It's easy to discuss video games using the vocabulary of cinema — it's a hard trap to avoid — but Brothers: A Tale of Two Sons delivers its most effective moments using in-game mechanics instead of camera movement or a well-written cutscene.
This is a story that could have been told in another medium, but it's effective because it uses the expectations of how the game is supposed to work against the player.
The ability to control two characters with one controller is used as a way to explore the relationship the two boys share, and so many of the game's best moments come from small details in their world. The game forces the player to think of the two young men as part of a whole, and you won't be able to figure out the game's puzzles without learning how to use each brother both discretely and as a pair.
A single-player, story-based game where you control two distinct characters at the same time is already interesting, but it also helps explore the relationship of two people who have been together their entire lives. Of course, there doesn't need to be dialog that exists in our language; the two boys are so comfortable together their communication is nearly psychic.
Brothers uses a number of smart tools to make its narrative effective. The lack of English dialog, the characters' comfort in their own community and the unease you feel as you explore past the borders of the small town is matched with a sense of weight and awe at the game's environment. The player is given permission to stop and enjoy the scenery because the game makes it so clear that the characters themselves are impressed by what they see.

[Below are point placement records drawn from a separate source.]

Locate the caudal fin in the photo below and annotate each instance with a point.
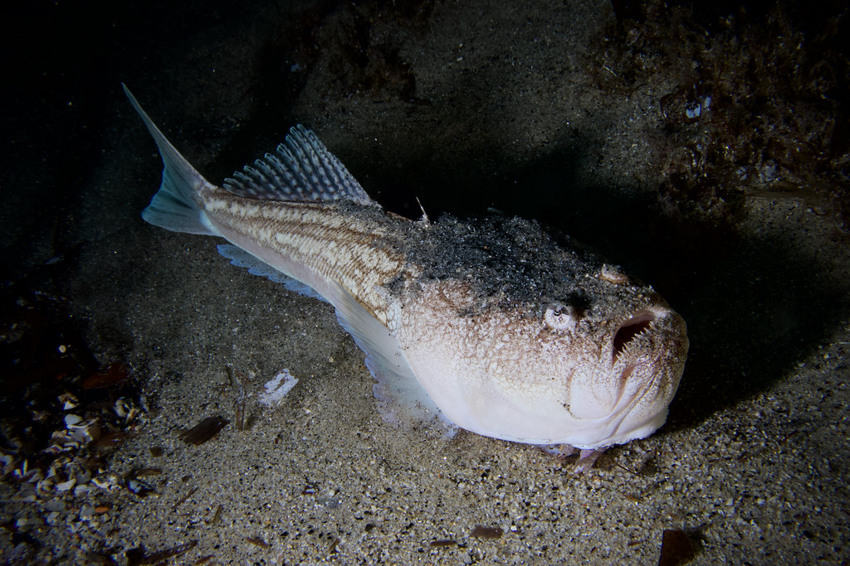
(174, 207)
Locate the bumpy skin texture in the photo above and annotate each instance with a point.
(549, 346)
(504, 330)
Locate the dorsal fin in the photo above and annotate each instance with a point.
(300, 170)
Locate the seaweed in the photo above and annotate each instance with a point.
(752, 101)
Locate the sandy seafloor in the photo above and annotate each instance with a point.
(753, 463)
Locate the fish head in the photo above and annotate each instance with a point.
(592, 371)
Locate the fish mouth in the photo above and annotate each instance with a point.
(629, 330)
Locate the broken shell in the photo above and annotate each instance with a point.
(612, 274)
(71, 420)
(68, 401)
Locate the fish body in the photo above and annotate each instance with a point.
(493, 326)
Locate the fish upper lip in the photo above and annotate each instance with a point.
(631, 328)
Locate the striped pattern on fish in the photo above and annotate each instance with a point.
(494, 326)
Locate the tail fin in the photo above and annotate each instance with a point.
(174, 207)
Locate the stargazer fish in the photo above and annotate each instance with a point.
(494, 326)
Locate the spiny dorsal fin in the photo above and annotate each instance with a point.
(300, 170)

The idea of a shared journey is one of the most powerful narratives in fiction, but it's nearly impossible to provide a sense of bonding in a single-player game. Brothers gives you full control over two characters and then invites you to join them in their adventure; there are no clunky NPCs that get caught in doors, and the better you become at the game, the more easily the two characters work together. You're responsible for both of them at all times, and they're responsible for each other.
Of course, you can't have an adventure without conflict, and the game builds and builds towards a powerful moment where all those expectations and the full weight of the control method for both characters becomes an explicit part of the story itself. It's hard to list games that use interactivity to help tell the story itself, or that feature mechanics that help to explore the theme of the narrative. It all folds together in a way that feels effortless.
The best games use the advantages of the medium in order to make their point, and Brothers does this with confidence and grace.